Gegen diesen Bescheid richtet sich die vorliegende, wegen Rechtswidrigkeit des Inhaltes und Rechtswidrigkeit infolge Verletzung von Verfahrensvorschriften erhobene Beschwerde, über die der Verwaltungsgerichtshof nach Vorlage der Verwaltungsakten und Erstattung von Gegenschriften durch die belangte Behörde und die mitbeteiligte Partei erwogen hat:

Gemäß § 60 Abs. 1 der Oberösterreichischen Bauordnung 1976 liegt ein Baugebrechen vor, wenn sich der Zustand einer baulichen Anlage so verschlechtert hat, daß eine Gefahr für das Leben, die Gesundheit, die Hygiene oder die körperliche Sicherheit von Menschen oder für fremde Sachwerte entsteht, daß das Orts- oder Landschaftsbild verunstaltet wird oder daß schädliche Umwelteinwirkungen entstehen, gleichgültig, worauf die Verschlechterung zurückzuführen ist. Zufolge Abs. 2 dieser Gesetzesstelle hat die Baubehörde, wenn sie vom Vorliegen eines Baugebrechens Kenntnis erlangt, die allenfalls erforderlichen Sicherungsmaßnahmen (einschließlich der Räumung von Bauten oder Bauteilen) anzuordnen und dem Eigentümer unter Gewährung einer angemessenen Frist die Behebung des festgestellten Baugebrechens durch Instandsetzung (falls erforderlich, auch durch andere als bisher verwendete Materialien und Konstruktionen) oder, wenn eine Instandsetzung nicht mehr möglich ist, die Abtragung aufzutragen.

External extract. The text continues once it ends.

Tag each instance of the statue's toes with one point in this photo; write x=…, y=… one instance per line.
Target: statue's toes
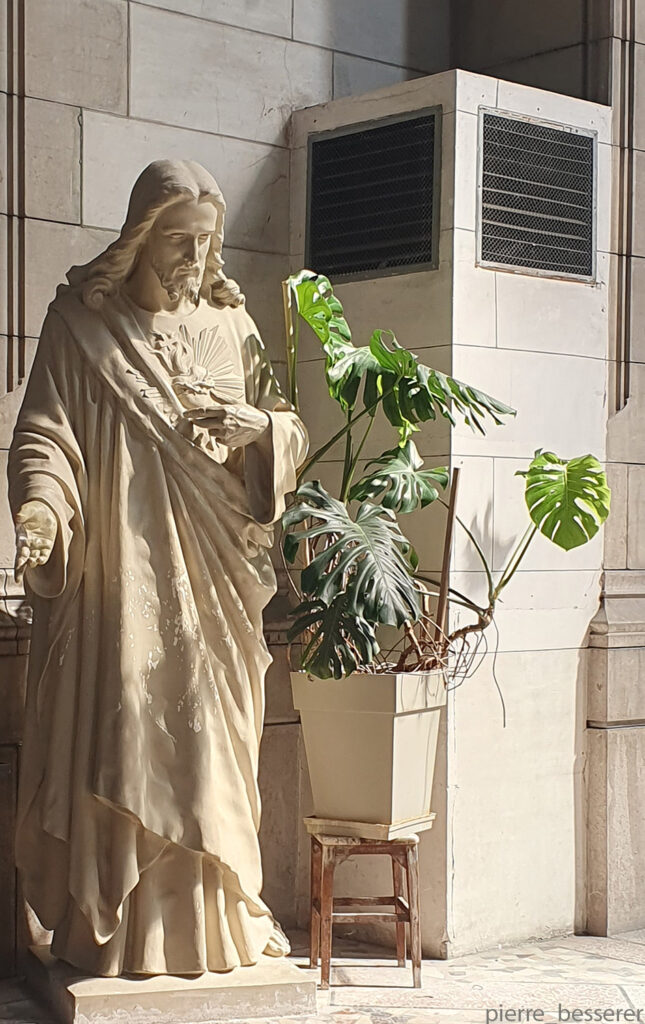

Unter dem Gesichtspunkt einer inhaltlichen Rechtswidrigkeit des angefochtenen Bescheides weisen die Beschwerdeführer erneut daraufhin, daß sich die baubehördlichen Instandsetzungsaufträge auf das erforderliche Ausmaß zu beschränken haben, und meinen, daß dies hinsichtlich des Auftrages zur gänzlichen Abtragung und Erneuerung der schadhaften Dacheindeckung des Hauptgebäudes einschließlich der angefaulten Latten, der Giebelsaumbleche, Saumrinnen, Saumbleche und sonstige Blecheinfassungen im Bereich des Hauptgebäudes, bezüglich der Anordnung der Wiederanbringung der Dachbinder im Bereich des Dachgeschosses sowie hinsichtlich der vorgeschriebenen Auswechslung der direkt an den Rauchfang anlaufenden Sparren nicht zutreffe.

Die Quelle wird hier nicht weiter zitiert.